In The Gathering Storm, Churchill dispels the fancy that the Second World War was an unavoidable outcome of the Treaty of Versailles, and the even hazier historical-fatalist view that the war was bound to happen because of global tides of nationalism. Often we—the uninitiated—view history, especially military history, as the struggle of individual humans or nations against the grip of fate. Churchill reminds us that this is absolutely not the case. History does not determine human action. At countless moments throughout the 1920s and the early 1930s, the Allies could have stifled German rearmament with a single, non-military effort. But for a number of reasons, they did not.

One of those reasons was a refusal to characterize accurately the radical branch of German culture that eventually became the Nazi Party. Great Britain, France, and even the United States did not feel confident about making a moral judgment about certain factions within German society. They did not identify and challenge evil when they saw it. As a result, those radical factions came to “have that wonderful, scientific, intelligent, docile, valiant people in their grip,” as Churchill said about Germany in 1934, when he warned Parliament (not for the first time) about the coming disaster.

A Moral Language

Alexander Solzhenitsyn

Alexander Solzhenitsyn

It is rare to hear an individual speak a truly moral language, one that acknowledges the difference between good and evil (not merely between right and wrong), that values the dignity and value of each human life but has the conviction to give a forthright epideictic: rhetoric that boldly praises good and condemns evil.
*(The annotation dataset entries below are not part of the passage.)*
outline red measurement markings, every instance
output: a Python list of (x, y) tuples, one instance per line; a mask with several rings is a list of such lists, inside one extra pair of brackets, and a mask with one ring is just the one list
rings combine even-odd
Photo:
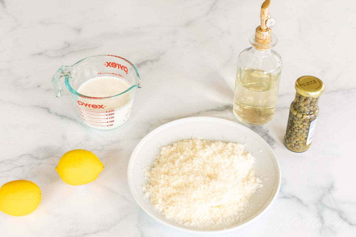
[[(115, 110), (114, 109), (105, 111), (93, 111), (88, 109), (83, 109), (77, 105), (75, 107), (83, 120), (88, 122), (91, 125), (100, 127), (111, 126), (114, 125), (112, 124), (115, 122), (114, 120), (115, 118), (115, 113), (114, 113)], [(108, 116), (111, 117), (109, 117)], [(112, 120), (101, 122), (103, 119)], [(103, 124), (105, 123), (109, 124), (107, 125)]]

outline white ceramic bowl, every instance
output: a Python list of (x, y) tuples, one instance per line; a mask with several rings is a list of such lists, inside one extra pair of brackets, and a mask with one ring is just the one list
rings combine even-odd
[[(151, 167), (161, 148), (176, 141), (192, 138), (246, 144), (244, 150), (256, 158), (256, 175), (263, 187), (249, 200), (244, 218), (224, 229), (201, 230), (180, 225), (168, 220), (151, 206), (144, 196), (143, 169)], [(194, 233), (221, 232), (241, 228), (265, 212), (276, 199), (281, 185), (281, 171), (277, 157), (271, 147), (257, 134), (231, 121), (209, 117), (193, 117), (172, 121), (152, 131), (138, 143), (130, 158), (127, 168), (129, 186), (136, 201), (148, 215), (171, 227)]]

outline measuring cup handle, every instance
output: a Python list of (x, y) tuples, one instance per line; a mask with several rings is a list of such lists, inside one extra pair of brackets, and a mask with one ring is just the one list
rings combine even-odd
[(52, 77), (52, 87), (54, 91), (54, 94), (57, 97), (62, 96), (63, 89), (61, 80), (62, 77), (66, 78), (69, 76), (72, 70), (72, 67), (69, 66), (62, 66), (59, 68), (57, 72)]

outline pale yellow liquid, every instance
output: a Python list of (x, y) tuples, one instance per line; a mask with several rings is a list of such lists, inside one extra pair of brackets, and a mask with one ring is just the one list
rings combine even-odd
[(236, 74), (234, 114), (245, 123), (260, 125), (273, 118), (280, 74), (246, 68)]

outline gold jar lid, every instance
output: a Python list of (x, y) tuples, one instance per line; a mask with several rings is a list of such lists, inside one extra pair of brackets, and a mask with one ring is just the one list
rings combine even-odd
[(313, 76), (303, 76), (297, 80), (295, 90), (305, 97), (317, 98), (324, 90), (324, 84), (321, 80)]

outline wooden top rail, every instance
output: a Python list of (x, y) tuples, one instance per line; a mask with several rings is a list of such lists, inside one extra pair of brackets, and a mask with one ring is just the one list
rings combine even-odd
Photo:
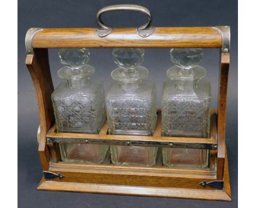
[(140, 36), (136, 28), (117, 28), (100, 37), (95, 28), (45, 28), (32, 37), (36, 48), (221, 48), (221, 32), (213, 27), (156, 27), (149, 36)]

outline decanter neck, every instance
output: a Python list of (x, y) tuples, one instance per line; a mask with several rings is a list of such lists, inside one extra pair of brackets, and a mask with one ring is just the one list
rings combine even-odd
[(67, 85), (71, 88), (78, 88), (86, 86), (89, 84), (89, 77), (67, 79)]
[(199, 79), (194, 77), (193, 69), (181, 68), (178, 72), (178, 77), (174, 79), (175, 87), (181, 90), (192, 90), (196, 88)]
[(193, 81), (175, 80), (175, 88), (180, 90), (193, 90), (197, 87), (198, 79)]
[(134, 82), (119, 82), (121, 87), (125, 91), (135, 90), (141, 87), (141, 81), (138, 81)]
Churchill spoke such a language about Nazi Germany, as did Ronald Reagan about the Soviet Union. Solzhenitsyn spoke this language when he condemned evil wherever we find it, whether in our own heart or at the heart of a nation or culture, and praised good wherever we find it, whether in our least favorite neighbor or the country that most irritates us.
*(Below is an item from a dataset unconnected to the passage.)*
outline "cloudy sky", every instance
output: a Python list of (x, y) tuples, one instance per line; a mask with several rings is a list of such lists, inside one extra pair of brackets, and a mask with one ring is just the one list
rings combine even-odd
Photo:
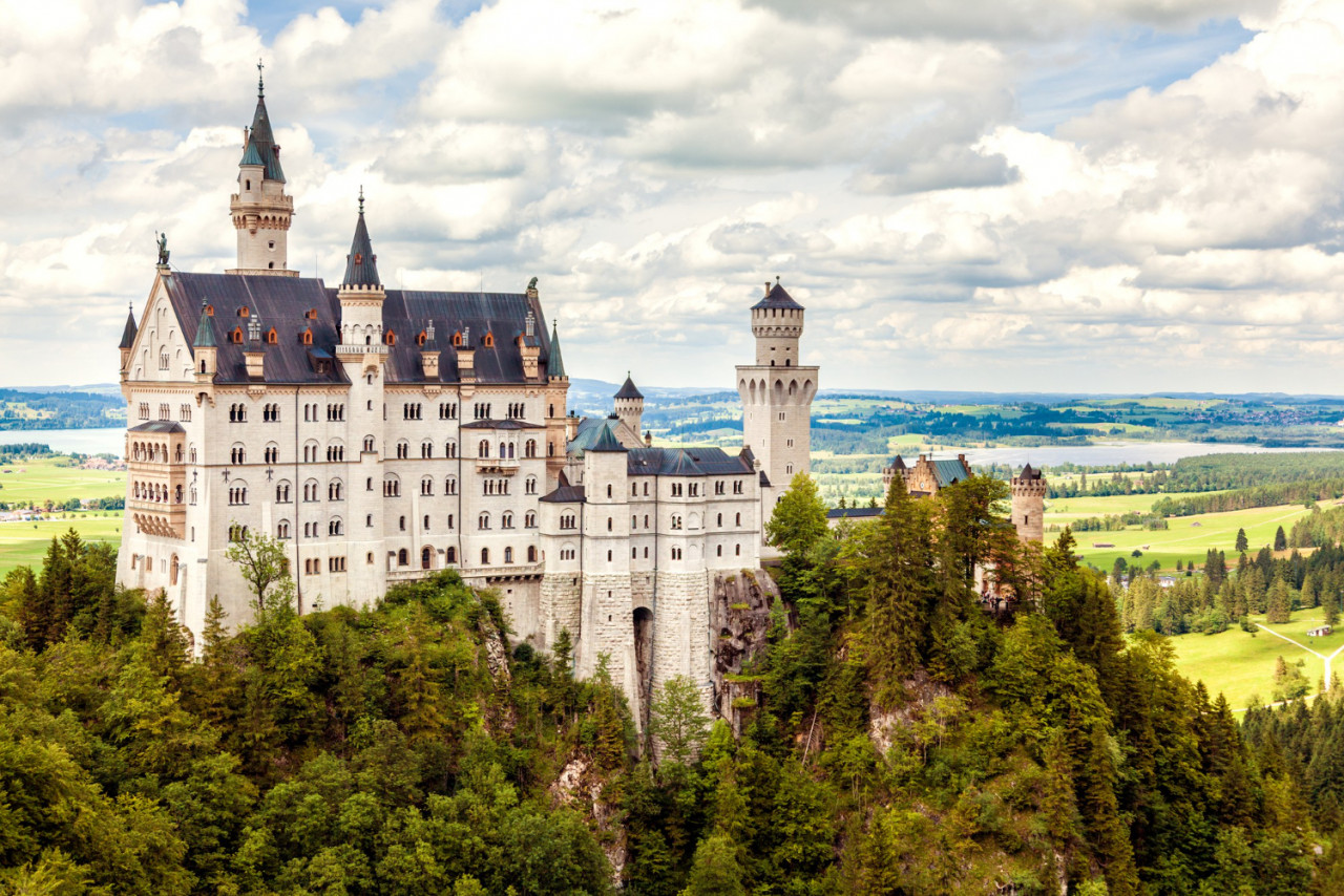
[(782, 278), (832, 388), (1344, 394), (1344, 3), (0, 0), (0, 386), (116, 379), (233, 263), (255, 62), (335, 281), (540, 278), (571, 376), (728, 387)]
But to speak this way, we have to be able to recognize and name good and evil. This, unfortunately, is exactly what we are losing the ability to do. Instead, our language promotes acceptance, tolerance, affirmation, and strictly prohibits the use of terms that could assign praise or blame to any action, individual, or group. We depend on Kant’s promise of perpetual peace, rooted in individuals’ rational participation in a mutual “best interest,” which excuses us from the challenge of moral formation, as well from the cultivation and application of a rigorous moral language of praise and blame.

The actions of the Cologne mob are, very simply, evil. They would be evil from any group in any time, in any place. But in this instance, they are rooted in cultural disdain of women and disregard for laws protecting women. European leaders lack the clear-cut moral language that would allow them to say that some cultures are worse than others at certain things.

Kant was wrong. There is no peace guaranteed by Nature. The only thing guaranteed by Nature is what Solzhenitsyn saw: a relentless struggle between good and evil. Peace demands a rigorous moral education that teaches us to see and name good and evil wherever we see it, but most importantly in our own hearts. But the whole spirit of the age today condemns such an education, and such a brutal self-examination. The language of the day is of “tolerance,” “identity,” “expression,” “self-discovery,” “acceptance,” “celebration.” We have “inspirational individuals,” not moral heroes. So when we are confronted by evil, like that in Cologne on New Year’s Eve, we literally have no words. A world in which we cannot speak about good and evil is, as Churchill warned almost one hundred years ago, the most dangerous of all worlds.